The quantities provided above are averages only.
Produced in a facility that processes eggs, milk, fish, peanuts, sesame, shellfish, soy, tree nuts, and wheat.
1 box
Black Beans
1 unit
Green Bell Pepper
1 teaspoon
Chili Flakes
¼ ounce
Cilantro
1 unit
Corn on the Cob
2 clove
Garlic
1 unit
Lime
1 unit
Red Onion
9 ounce
Cheese Tortelloni
(Contains Eggs, Milk, Wheat)
1 ounce
Pepitas
4 tablespoon
Sour Cream
(Contains Milk)
unit
Olive Oil
unit
Salt
unit
Pepper
Wash and dry all produce. Bring a medium pot of salted water to a boil. Halve, peel, and thinly slice the red onion. Cut the corn kernels off the cob. Core, seed, and dice the bell pepper. Juice half the lime; cut the other half into wedges. Finely chop the garlic and cilantro. Drain and rinse the black beans.
Add the tortellini to the boiling water and cook for 5-7 minutes, until tender and floating to the top of the water. Drain, then toss with a drizzle of olive oil to prevent the tortellini from sticking.
Heat a drizzle of olive oil in a large pan over medium heat.
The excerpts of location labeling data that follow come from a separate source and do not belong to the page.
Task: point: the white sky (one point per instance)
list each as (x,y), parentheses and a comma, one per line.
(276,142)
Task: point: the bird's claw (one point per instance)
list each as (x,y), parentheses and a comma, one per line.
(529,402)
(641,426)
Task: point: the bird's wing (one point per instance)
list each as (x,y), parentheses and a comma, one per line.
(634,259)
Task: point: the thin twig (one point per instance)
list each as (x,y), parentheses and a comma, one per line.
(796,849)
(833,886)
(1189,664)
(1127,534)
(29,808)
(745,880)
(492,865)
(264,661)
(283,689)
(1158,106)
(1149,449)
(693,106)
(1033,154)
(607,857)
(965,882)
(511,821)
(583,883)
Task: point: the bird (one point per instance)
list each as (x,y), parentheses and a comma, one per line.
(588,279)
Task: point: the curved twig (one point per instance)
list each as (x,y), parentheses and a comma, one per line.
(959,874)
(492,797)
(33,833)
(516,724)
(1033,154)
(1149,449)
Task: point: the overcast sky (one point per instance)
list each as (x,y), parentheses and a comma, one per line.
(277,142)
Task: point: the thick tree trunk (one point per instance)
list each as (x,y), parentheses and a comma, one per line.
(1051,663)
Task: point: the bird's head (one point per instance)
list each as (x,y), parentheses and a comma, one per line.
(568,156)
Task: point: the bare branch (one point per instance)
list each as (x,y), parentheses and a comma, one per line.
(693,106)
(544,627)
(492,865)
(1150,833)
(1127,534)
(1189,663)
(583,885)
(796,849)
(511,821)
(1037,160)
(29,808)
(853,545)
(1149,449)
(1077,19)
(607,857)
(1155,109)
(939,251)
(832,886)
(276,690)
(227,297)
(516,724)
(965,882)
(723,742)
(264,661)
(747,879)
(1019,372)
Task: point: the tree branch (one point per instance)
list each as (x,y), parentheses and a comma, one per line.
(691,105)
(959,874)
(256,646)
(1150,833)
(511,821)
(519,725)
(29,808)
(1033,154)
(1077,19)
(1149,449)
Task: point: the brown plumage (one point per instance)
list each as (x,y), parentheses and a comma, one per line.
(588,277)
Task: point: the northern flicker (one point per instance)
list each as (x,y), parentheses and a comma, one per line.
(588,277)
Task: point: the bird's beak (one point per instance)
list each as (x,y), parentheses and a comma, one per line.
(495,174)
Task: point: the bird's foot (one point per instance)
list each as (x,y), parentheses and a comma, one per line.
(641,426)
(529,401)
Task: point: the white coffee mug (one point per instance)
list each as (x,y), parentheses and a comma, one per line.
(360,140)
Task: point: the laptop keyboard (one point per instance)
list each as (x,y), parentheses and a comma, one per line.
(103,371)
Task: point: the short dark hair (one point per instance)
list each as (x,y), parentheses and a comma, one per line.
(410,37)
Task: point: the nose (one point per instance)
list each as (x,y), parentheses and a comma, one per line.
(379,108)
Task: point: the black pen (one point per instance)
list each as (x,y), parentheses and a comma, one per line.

Add the onion and bell pepper and cook, tossing for 4-5 minutes, until softened. Season with salt and pepper.
Add the corn, garlic, and a pinch of chili flakes (to taste) to the pan and cook for 2-3 minutes, until the corn is tender. Season with salt and pepper.
Add the beans, tortellini, sour cream, and lime juice to the pan and toss for 1-2 minutes, until a creamy sauce has formed. Remove the pan from the heat and stir in half the cilantro.
Serve: Garnish the southwest tortellini salad with the remaining cilantro and pepitas on top. Serve lime wedges to the side for squeezing. Enjoy!